Decía Somerset Maugham que es habitual que un caballero, después de los sesenta años, tenga vida sexual, pero que no resulta correcto que hable de ella. Luis Antonio de Villena no es de esa opinión y buena parte de este nutrido volumen memorialístico se dedica a referirnos, con pelos y señales, nunca mejor dicho, su vida sexual. No entraré yo en detalles. Simplemente diré que quienes combaten la prostitución por degradar a las mujeres, pueden constatar que también existe la prostitución masculina. El lugar de aprovisionamiento del autor fue primero un local madrileño, a cuya desaparición dedica un elegíaco capítulo, y luego las páginas de contacto de Internet. Jóvenes inmigrantes, a menudo sin papeles, primero marroquíes o de los antiguos países del Este, sudamericanos después, protagonizaron sus venales aventuras. El más extenso capítulo del libro, 'El rumor y el calor de Colombia', se dedica a contarnos con detalles que no serán del agrado de todos los lectores sus visitas como turista sexual a ese país.
No menor interés documental tiene lo que nos revela sobre los entresijos de una vida literaria basada en el intercambio de favores. El autor no calla ninguno de los favores que concede (ni siquiera se olvida de que invitó muchas veces a cenar a Ana Rossetti cuando estaba necesitada de dinero) y se queja de la ingratitud de sus favorecidos. Especial importancia parece concederle a su influencia en el jurado del Loewe. Hizo que invitaran a Darío Jaramillo, por ejemplo, y luego cuando quiso ir a Colombia para encontrarse con alguien conocido por Internet le pidió que le buscara algunas conferencias para que el viaje le saliera gratis. Darío Jaramillo, que ocupaba un importante cargo institucional en aquel país, así lo hizo, pero antes de que se concretara esa invitación resulta que dejó de formar parte del jurado del Loewe (Villena afirma que no fue por culpa suya) y ahí se acabó todo. De esos ilustrativos 'do ut des' está lleno un libro que confirma que la labor crítica del autor –antólogo y reseñista en diversos medios– no siempre estaba basada en criterios estrictamente literarios.
Para cierto público, no para el público en general, el capítulo que resultará más suculentamente morboso lleva el título de 'Los amigos algo jóvenes o más jóvenes'. En él se ocupa de los poetas con los que tuvo relación en sus años de antólogo de la nueva poesía.
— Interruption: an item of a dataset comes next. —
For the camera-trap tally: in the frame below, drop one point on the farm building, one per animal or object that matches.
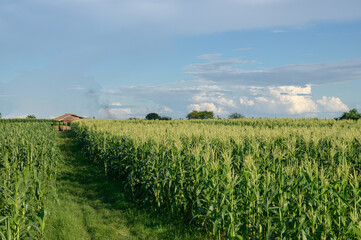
(66, 118)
Con encomiable sinceridad, nos da a entender que de esos poetas no solo le interesaban los versos. Tuvo relaciones eróticas con algunos, lo intentó con otros. De varios se siente resentido porque no mostraron la suficiente gratitud. Me imagino que todos los que aparecieron en sus antologías, desde 'Postnovísimos' hasta 'La inteligencia y el hacha', hojearán con temor estas memorias para comprobar lo que dice de ellos. Porque el autor no solo habla sin pudor de su propia vida sexual, sino también de la de los demás, aunque lo que cuente sean solo rumores.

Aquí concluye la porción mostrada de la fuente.